Naturpark-Schule Prieros baut ein Hotel für die Insekten

Sich dem Insektenschutz und den Blühflächen zu widmen ist eine wichtige Aufgabe des Naturparks. Bereits die Kleinsten können hier viel lernen und bewirken. Deswegen hat der Naturpark ein Projekt mit der Naturpark-Schule Prieros gestartet. In diesem Projekt soll ein Bienenhotel so gestaltet werden, dass solitäre Bienen und wilde Wespen ihre Eier in das angebotene Material ablegen. Das fertige Hotel soll im späten Frühjahr auf dem Gelände des Ministeriums für Landwirtschaft, Umwelt und Klimaschutz in Potsdam aufgestellt werden.

An dem Projekt beteiligt sind die Schüler und Schülerinnen der dritten Klasse der Grundschule Prieros. In einer aktiven Insektenschutzstunde lernten die Kindern zunächst wie man Wildbienen und Wespen schützen und ihnen helfen kann. Auf diese Theoriestunde baut eine weitere Praxisstunde auf. Die Schüler und Schülerinnen bauen ihr eigenes Bienenhotel und bestücken es anschließend.

Rote Mauerbiene verschließt ihr Brutloch Wolfgang Klaeber 620x426 Naturpark Schule Prieros baut ein Hotel für die Insekten

Rote Mauerbiene verschließt ihr Brutloch (Wolfgang Klaeber)

Wichtig bei dem Bau eines Bienenhotels ist es, die grundsätzlichen Ansprüche der Tiere zu beachten. Da wäre z. B. der Schutz vor Fressfeinden wie Vögel. Dazu kann man ein Gitter vor das Bienenhotel schrauben. Beim Aufstellen des Hotels sollte zudem der richtige Standort ermittelt werden, denn Wildbiene und Wespen mögen sonnige, warme Plätze und benötigen in der Nähe Blühpflanzen, um ihren Hunger zu stillen. Weiterhin sind die richtigen Materialien wie z.
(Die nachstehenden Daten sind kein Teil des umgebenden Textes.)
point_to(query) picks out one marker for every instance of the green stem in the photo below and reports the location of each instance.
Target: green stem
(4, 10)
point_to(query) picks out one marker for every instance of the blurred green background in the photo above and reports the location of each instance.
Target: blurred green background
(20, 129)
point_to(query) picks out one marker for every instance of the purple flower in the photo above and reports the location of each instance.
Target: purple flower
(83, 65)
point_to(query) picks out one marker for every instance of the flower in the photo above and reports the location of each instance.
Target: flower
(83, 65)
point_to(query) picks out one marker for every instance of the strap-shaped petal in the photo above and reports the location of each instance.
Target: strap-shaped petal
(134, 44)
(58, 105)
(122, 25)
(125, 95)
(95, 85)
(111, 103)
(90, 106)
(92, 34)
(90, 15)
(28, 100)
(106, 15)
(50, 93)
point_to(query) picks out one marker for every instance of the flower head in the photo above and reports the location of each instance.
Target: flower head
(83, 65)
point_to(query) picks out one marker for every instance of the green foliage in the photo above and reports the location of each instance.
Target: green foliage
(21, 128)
B. Bambus, Schilf oder Holzklötze mir Bohrlöchern geeignet. Kienäpfel oder Rinde sollten hingegen nicht in ein Bienenhotel. Hier fühlen sich Ohrenkneifer oder Marienkäfer wohl. Diese können Bienenlarven zum Verhängnis werden, da die eingelagerten Pollen und auch die Eier eine wohlschmeckende Nahrungsquelle für sie sind. Natürlich ist es auch wichtig diese kleinen Nützlinge zu schützen. Daher kann man an einem anderen Ort Florfliegen, Marienkäfern, Käfern, Ohrenkneifern und all den anderen kleinen Insekten Schutz bieten. Hierfür eignen sich z. B. mit Stroh gefüllte, umgedreht aufgehängte Blumentöpfe.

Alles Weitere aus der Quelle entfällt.